İsyan etmek üzereydi.
Dört defa kuraya girdiğini ama çıkamadığını haftaya yapılacak 5.kuradan da ümitsiz olduğunu, kuradan çıkan arkadaşlarının da Hakkâri, Şırnak gibi illeri yazmak suretiyle çıktığını söyleyerek ağlamaklı bir sesle “abi sesimizi kim duyacak bize kim yardım edecek diye sordu?”
Uzun süre cevap veremedim.
**
Bu hak ettiği halde kadro alamayanların hali.
Bununla birlikte devlet kadrolarında olan ve AKP’nin her türlü baskı ve zulmüne rağmen Ülkücü kimliğinden vazgeçmeyenler var ki onların hali içler acısı.
Resmen kan ağlıyorlar.
Eziliyor, itilip kakılıyorlar.
**
12 yıllık AKP iktidarının Ülkücü bürokrat, memur, işçiye reva gördüğü muamele;
Tasfiye, kıyım, sürgün, tayin, baskı, zulüm…

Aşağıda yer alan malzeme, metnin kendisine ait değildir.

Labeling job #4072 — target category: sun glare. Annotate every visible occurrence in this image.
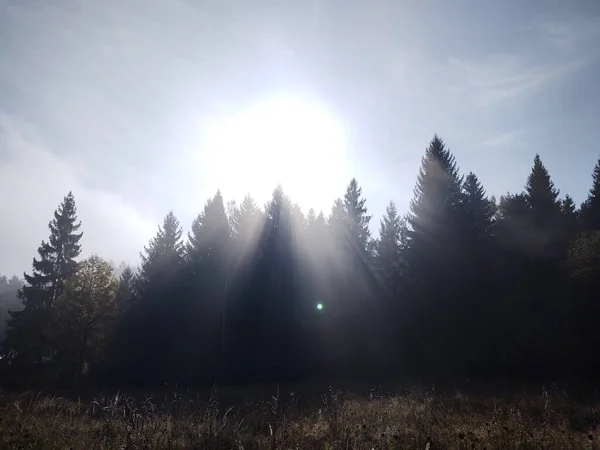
[205,96,347,212]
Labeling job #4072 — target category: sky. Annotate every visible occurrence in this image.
[0,0,600,274]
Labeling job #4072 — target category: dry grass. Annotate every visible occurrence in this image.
[0,389,600,450]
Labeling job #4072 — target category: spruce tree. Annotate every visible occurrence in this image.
[463,172,494,242]
[344,178,371,254]
[560,194,579,240]
[581,159,600,231]
[137,211,184,296]
[407,135,464,278]
[117,266,135,315]
[186,191,230,266]
[525,155,560,229]
[48,256,118,383]
[403,135,465,370]
[374,202,403,295]
[5,192,83,363]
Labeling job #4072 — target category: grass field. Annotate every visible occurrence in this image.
[0,386,600,450]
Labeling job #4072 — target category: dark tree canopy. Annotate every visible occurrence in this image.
[0,142,600,387]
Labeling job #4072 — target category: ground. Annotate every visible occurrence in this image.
[0,384,600,450]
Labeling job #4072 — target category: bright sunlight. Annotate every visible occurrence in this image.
[205,95,349,212]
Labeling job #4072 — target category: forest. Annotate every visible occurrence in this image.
[0,135,600,387]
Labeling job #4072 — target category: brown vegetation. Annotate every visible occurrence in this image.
[0,389,600,450]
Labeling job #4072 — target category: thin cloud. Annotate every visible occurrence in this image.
[523,16,600,50]
[0,115,156,274]
[451,55,588,107]
[481,129,527,147]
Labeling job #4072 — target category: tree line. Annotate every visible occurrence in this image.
[0,135,600,385]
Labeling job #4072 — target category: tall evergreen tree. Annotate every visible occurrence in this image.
[136,211,184,296]
[116,266,135,315]
[581,159,600,231]
[526,155,560,229]
[463,172,494,242]
[49,256,118,383]
[374,202,403,297]
[344,178,371,253]
[185,191,231,377]
[5,192,83,363]
[560,194,579,241]
[403,135,465,370]
[407,135,463,287]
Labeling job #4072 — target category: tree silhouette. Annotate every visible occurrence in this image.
[4,192,83,366]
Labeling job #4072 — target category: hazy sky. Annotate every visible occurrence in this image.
[0,0,600,274]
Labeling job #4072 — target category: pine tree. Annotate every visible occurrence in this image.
[560,194,579,240]
[48,256,118,382]
[344,178,371,254]
[526,155,560,229]
[581,159,600,231]
[136,211,184,296]
[117,266,135,315]
[407,135,463,283]
[374,202,403,295]
[463,172,494,242]
[5,192,83,363]
[186,191,230,266]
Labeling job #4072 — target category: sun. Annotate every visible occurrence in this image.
[203,95,348,212]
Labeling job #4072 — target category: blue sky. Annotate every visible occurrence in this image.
[0,0,600,273]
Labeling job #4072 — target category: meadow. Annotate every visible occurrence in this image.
[0,384,600,450]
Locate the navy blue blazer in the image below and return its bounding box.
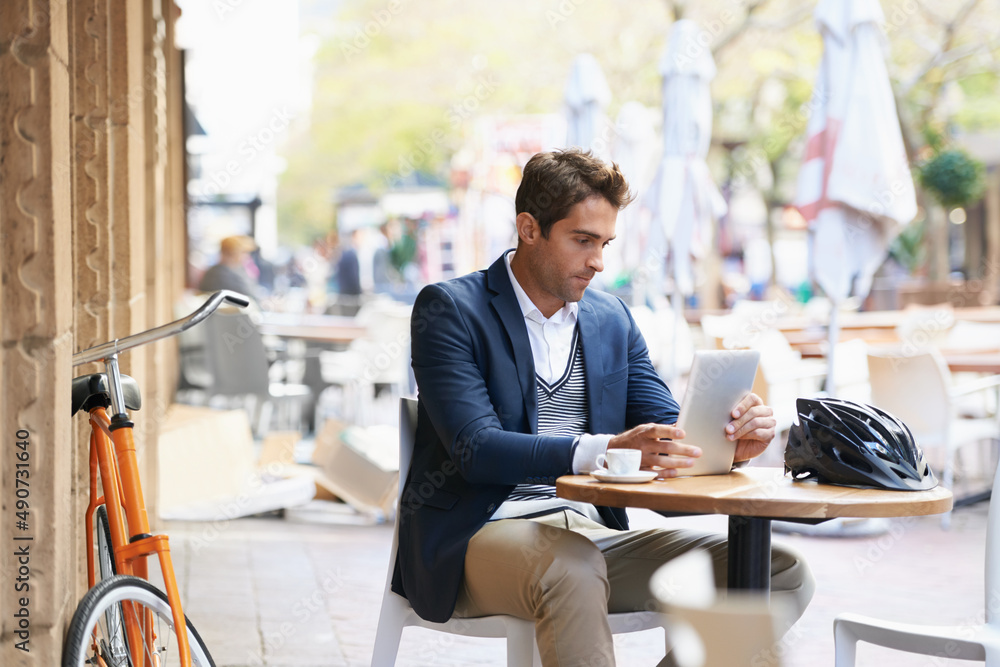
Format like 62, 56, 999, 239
392, 257, 678, 622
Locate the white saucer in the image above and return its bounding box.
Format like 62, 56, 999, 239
590, 470, 657, 484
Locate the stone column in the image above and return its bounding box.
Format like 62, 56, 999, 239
0, 0, 184, 667
0, 0, 78, 667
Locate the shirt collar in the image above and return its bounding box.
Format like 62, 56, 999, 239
504, 250, 580, 324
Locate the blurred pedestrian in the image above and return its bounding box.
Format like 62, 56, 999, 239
198, 236, 257, 301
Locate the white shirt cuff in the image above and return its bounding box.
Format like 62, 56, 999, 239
573, 433, 614, 475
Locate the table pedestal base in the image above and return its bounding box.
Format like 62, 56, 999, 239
728, 516, 771, 593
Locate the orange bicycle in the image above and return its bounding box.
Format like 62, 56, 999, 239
62, 290, 249, 667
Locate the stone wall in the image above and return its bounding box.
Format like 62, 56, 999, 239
0, 0, 185, 666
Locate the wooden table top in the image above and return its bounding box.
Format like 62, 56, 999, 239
942, 351, 1000, 375
257, 313, 366, 343
556, 467, 952, 519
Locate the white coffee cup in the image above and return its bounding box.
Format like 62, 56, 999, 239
596, 449, 642, 475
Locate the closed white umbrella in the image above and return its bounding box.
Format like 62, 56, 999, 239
604, 101, 657, 290
645, 20, 726, 377
795, 0, 917, 392
563, 53, 611, 157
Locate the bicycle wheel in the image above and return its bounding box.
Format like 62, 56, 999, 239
62, 575, 215, 667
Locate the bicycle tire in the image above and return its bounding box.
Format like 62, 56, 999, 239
62, 574, 215, 667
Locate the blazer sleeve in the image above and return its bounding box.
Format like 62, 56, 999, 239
411, 284, 576, 484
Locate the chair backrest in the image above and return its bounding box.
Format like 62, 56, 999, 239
204, 312, 270, 397
650, 550, 782, 667
868, 350, 952, 446
385, 398, 417, 593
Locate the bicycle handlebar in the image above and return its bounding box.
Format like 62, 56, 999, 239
73, 290, 250, 366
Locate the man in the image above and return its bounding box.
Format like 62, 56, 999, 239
393, 150, 813, 667
198, 236, 257, 299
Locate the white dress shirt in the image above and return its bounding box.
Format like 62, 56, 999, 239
504, 252, 613, 475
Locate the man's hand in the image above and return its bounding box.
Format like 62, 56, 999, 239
726, 393, 778, 461
608, 426, 700, 479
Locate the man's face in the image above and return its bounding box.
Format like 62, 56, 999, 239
526, 195, 618, 317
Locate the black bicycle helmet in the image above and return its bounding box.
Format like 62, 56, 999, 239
785, 398, 938, 491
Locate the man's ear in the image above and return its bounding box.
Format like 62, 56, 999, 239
514, 213, 542, 245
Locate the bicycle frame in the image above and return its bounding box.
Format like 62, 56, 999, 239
86, 407, 191, 667
73, 290, 249, 667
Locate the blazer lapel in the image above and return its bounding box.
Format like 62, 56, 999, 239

Öğretmenler il ve ilçelerde en uzak okullara gönderiliyor, sağlık çalışanları hastane yönetimlerinin baskısına maruz kalıyor, bürokrasidekilere ofis boy muamelesi çekiliyor, genç doktorlarımız Güneydoğu’da PKK’nın insafına terk ediliyor.
Bırakın Genel Müdürlüğü, İl Müdürlüğü AKP’ye oy vermiyor, herhangi bir cemaatten destek almıyorsanız daire başkanı, okul müdürü, hastane müdürü bile olamıyorsunuz.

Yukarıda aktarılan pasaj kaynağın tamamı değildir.